Problem:A table has an auto-increment ID column, and some records in the table are duplicated. That is to say, these records have the same information except the IDS. Retained one record and deleted the remaining record.
Generally, developers can write two versions here.
Version 1:Because the record has an auto-increment column, the auto-increment column can be used as the unique identifier of the record. Therefore, the auto-increment ID of the duplicate record is an incremental relationship. Here we can keep only the record with the smallest ID, delete all others. Using a nested statement, you can easily write the following SQL statement. Sname and saddress indicate all columns except ID.
Delete from
Where id not in (select Min (ID)
From
Group by sname,
Saddress)
Version 2:Make full use of several practical features of sql05. Here we will briefly introduce several features to be used. For detailed usage, you can search online.
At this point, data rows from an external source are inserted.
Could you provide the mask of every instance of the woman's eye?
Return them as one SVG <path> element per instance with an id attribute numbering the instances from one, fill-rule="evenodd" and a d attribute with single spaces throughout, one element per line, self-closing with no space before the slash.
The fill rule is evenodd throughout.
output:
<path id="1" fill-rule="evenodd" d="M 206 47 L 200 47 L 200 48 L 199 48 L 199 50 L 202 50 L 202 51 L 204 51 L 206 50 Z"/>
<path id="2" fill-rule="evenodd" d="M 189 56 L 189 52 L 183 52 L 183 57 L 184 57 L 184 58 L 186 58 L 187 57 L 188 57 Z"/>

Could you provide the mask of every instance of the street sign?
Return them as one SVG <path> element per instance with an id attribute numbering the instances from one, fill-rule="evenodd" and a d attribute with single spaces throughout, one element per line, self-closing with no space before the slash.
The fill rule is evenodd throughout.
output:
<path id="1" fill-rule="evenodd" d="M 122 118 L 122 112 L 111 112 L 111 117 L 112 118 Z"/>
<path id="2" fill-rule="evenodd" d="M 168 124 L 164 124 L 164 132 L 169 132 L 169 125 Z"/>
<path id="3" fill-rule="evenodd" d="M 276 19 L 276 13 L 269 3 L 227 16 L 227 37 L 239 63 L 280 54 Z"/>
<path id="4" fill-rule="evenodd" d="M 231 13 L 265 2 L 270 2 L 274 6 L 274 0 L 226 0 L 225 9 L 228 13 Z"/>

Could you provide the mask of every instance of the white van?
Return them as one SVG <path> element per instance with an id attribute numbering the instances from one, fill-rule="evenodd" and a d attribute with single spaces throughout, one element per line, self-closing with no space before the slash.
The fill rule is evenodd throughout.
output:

1: row_number, which is used to generate row numbers. The default value is from 1.
2: The common table expression (CTE). I will not use its recursion here, but use it to simplify nested queries and reference the table itself. The syntax of CTE is as follows:
[ < Common_table_expression > [, N]
< Common_table_expression > :: =
Expression_name [(column_name [, N])]
As
(Cte_query_definition)
Note: 1> in someProgramEquivalent to the table variable or temporary table function. However, compared with table variables, its biggest advantage is its reference. The CTE statement is followed by select, update, delete, and so on. The operation results will directly reflect the actual physical table. Compared with a temporary table, the biggest advantage is performance. A temporary table is actually a physical table. When operating on it, additional Io overhead and management overhead are generated.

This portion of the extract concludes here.